Located in the village of Thürneustift, in the northernmost corner of the Kamptal, Nibiru’s eight hectares of vineyard land are clustered here and around the village of Mollands. The land is certified organic, with Demeter biodynamic certification to be completed in 2022. True holistic farming is the long-term goal, however, with a special focus around their best vineyard site, the Goldnagel: a site of quartz, decomposed primary rock, and amphibolite soils, covered in super old vines with no neighboring chemically-farmed parcels to clash with their efforts. The ultimate hope is to have the Goldnagel and surrounding area be converted back to something like a wild habitat with vines throughout, drawing from practices of permaculture and regenerative agriculture, going beyond the biodynamic farming they currently employ. Some of the practices already in use are the creation and maintenance of their own compost, from grape pomace, horse manure, and straw; it’s spread in the vineyards every year or second year to build humus. Undervine management is done by hand gently and selectively, and the soil between rows is left to grow wild with indigenous plants.
The winemaking Julia and Josef practice is similarly hands-off: all fruit is hand-harvested; all wines are fully spontaneously fermented (including malolactic, which happens naturally in all of their wines).

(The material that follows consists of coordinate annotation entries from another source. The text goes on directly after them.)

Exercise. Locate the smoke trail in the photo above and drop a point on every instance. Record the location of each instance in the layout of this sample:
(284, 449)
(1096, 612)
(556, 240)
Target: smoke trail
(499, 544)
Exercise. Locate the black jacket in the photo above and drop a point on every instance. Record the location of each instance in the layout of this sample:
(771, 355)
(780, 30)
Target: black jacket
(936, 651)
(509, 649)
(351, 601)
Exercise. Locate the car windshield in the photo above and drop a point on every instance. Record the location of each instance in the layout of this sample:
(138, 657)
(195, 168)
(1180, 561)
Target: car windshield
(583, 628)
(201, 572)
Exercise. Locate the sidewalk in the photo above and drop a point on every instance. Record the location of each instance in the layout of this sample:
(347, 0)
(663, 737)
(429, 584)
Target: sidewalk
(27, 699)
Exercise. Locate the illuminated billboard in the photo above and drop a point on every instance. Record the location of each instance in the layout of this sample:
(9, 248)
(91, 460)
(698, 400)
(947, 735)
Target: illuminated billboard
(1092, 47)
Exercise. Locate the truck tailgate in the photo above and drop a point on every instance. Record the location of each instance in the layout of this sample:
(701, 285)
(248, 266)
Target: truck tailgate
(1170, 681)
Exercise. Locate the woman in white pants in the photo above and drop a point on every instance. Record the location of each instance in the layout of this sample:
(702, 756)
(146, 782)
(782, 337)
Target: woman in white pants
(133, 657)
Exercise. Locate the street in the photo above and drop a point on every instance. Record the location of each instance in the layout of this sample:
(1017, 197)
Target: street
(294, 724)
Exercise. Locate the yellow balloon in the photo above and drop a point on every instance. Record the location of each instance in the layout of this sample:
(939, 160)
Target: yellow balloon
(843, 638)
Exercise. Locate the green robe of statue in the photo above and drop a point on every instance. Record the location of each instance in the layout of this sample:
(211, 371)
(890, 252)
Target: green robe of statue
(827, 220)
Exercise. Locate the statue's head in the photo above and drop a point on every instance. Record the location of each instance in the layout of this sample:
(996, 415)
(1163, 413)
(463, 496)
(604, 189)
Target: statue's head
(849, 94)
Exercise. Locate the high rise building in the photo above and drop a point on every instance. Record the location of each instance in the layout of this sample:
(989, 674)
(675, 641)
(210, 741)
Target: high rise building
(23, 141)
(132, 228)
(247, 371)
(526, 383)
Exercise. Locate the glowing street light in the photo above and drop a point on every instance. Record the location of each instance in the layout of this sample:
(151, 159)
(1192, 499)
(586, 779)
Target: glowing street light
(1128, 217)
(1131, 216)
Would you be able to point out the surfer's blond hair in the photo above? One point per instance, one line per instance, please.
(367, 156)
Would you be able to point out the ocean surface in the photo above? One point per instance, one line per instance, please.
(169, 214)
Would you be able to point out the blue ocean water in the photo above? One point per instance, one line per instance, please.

Sulfur applications are small, if at all, and assessed on a wine-by-wine basis each year; the méthode ancestrale and some vintages of the Portugieser never see any, where the rest of the wines will see a dose (no greater than 20ppm) applied in December or January each winter, when the wines are still. All of the Nibiru wines are always unfined and unfiltered.
The character of Julia and Josef’s work is implied in the name of their winery project, Nibiru: in a Sumerian myth, the name of a planet that crosses into our solar system only once every 3,000 years or so, traveling the opposite direction as the rest of our planets. This oppositional, rare mythical planet seemed to the two of them to symbolize the difference in their approach from the imposing, classical past of the Kamptal and their hopes for what may be possible in this region in the future. What strikes us most about these wines is such quality and clarity having been accomplished only a few years into production: the entry-level ‘Grundstein’ wines are far more serious than their prices reflect; in this way they remind us of their established neighbor Matthias Hager, while the mid-tier liter bottlings are composed of older vines, significantly higher-quality fruit than most producers will offer in a larger format; finally, the top-tier ‘Amphibolit’ wines are tributes to the intense metamorphic soils of the Goldnagel’s terraces and represent the rising star of this winery. These latter wines evoke to us what might be possible in some years’ time, wines along the lines of accomplished Kamptal natural winemakers Matthias Warnung and Martin and Anna Arndorfer.
We’re very excited for the future of Nibiru, these wines from the upper reaches of the Kamptal, an area for decades understood as too much of a cold satellite to make good wine. With the devoted farming and careful, unobtrusive winemaking Julia and Josef employ, we think these two are part of the exciting new chapter emerging in one of Austrian wine’s most traditional corridors.